> Imagine an insurance company giving you a different quote every time you check on their website
It's very disingenuous that the author uses an insurance quote site as an analogy showing an example of their essay grading bot giving different grades to the same paper. The example doesn't need an analogy. A human grading papers would do the same thing if they didn't remember reading the paper.
>> Imagine an insurance company giving you a different quote every time you check on their website
I mean, it's already a well-established practice - maybe not in insurance, but in plenty of other markets. Airlines and ticket booking services do this. E-commerce sites sometimes do this. So it is a weird example indeed.
Yes, and it's bad when humans do it too. Mitigating it when possible is good systems design. Expecting relative determinism is something people have come to expect of computers. It's not some condemnation of Llms, it's just thing you have to keep in mind when using the tool.

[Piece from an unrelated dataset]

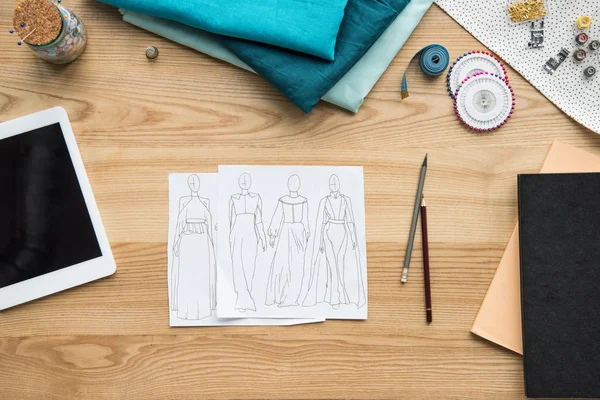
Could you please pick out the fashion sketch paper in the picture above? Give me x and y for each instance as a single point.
(192, 254)
(292, 242)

The computer, in this case, was instructed to take on a human role.
My point is that if you ask a computer to critique a highly subjective medium, then as a user, this is what I'd expect if I knew that system wasn't allowed to save it's previous responses (for some reason... Maybe bad system design?)

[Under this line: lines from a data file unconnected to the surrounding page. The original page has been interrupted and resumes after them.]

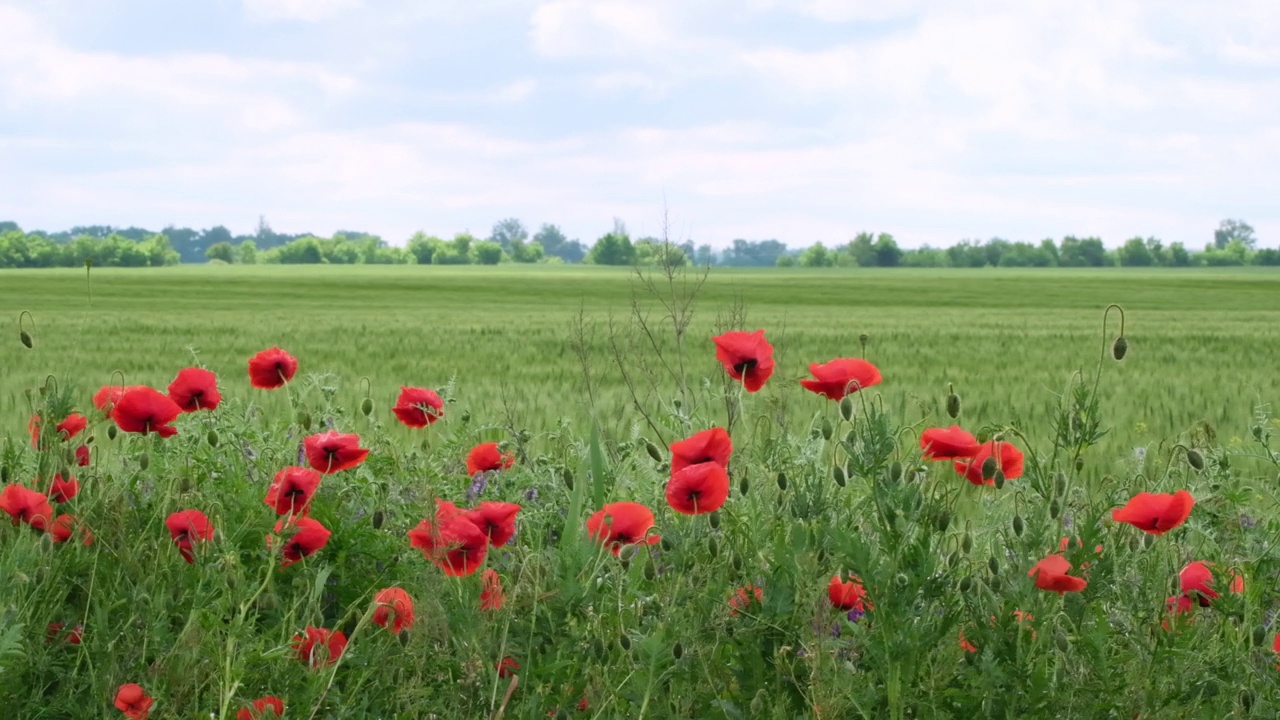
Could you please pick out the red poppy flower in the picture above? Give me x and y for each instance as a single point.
(848, 595)
(133, 701)
(26, 505)
(332, 451)
(63, 490)
(419, 406)
(187, 527)
(452, 542)
(698, 488)
(146, 410)
(746, 358)
(289, 493)
(490, 595)
(1156, 513)
(841, 377)
(1051, 575)
(949, 443)
(272, 368)
(71, 427)
(743, 597)
(195, 388)
(259, 709)
(64, 525)
(487, 456)
(497, 520)
(621, 523)
(309, 537)
(320, 646)
(108, 396)
(507, 666)
(707, 446)
(394, 606)
(1196, 577)
(1008, 459)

The entire point of taking on a role as a professor isn't to give a final grade. It's to teach what the student could do to make their work better. And the LLM did an excellent job at that.
Maybe that's bad system design, but the model this system is taking on is one in academia.
It's very disingenuous that the author uses an insurance quote site as an analogy showing an example of their essay grading bot giving different grades to the same paper. The example doesn't need an analogy. A human grading papers would do the same thing if they didn't remember reading the paper.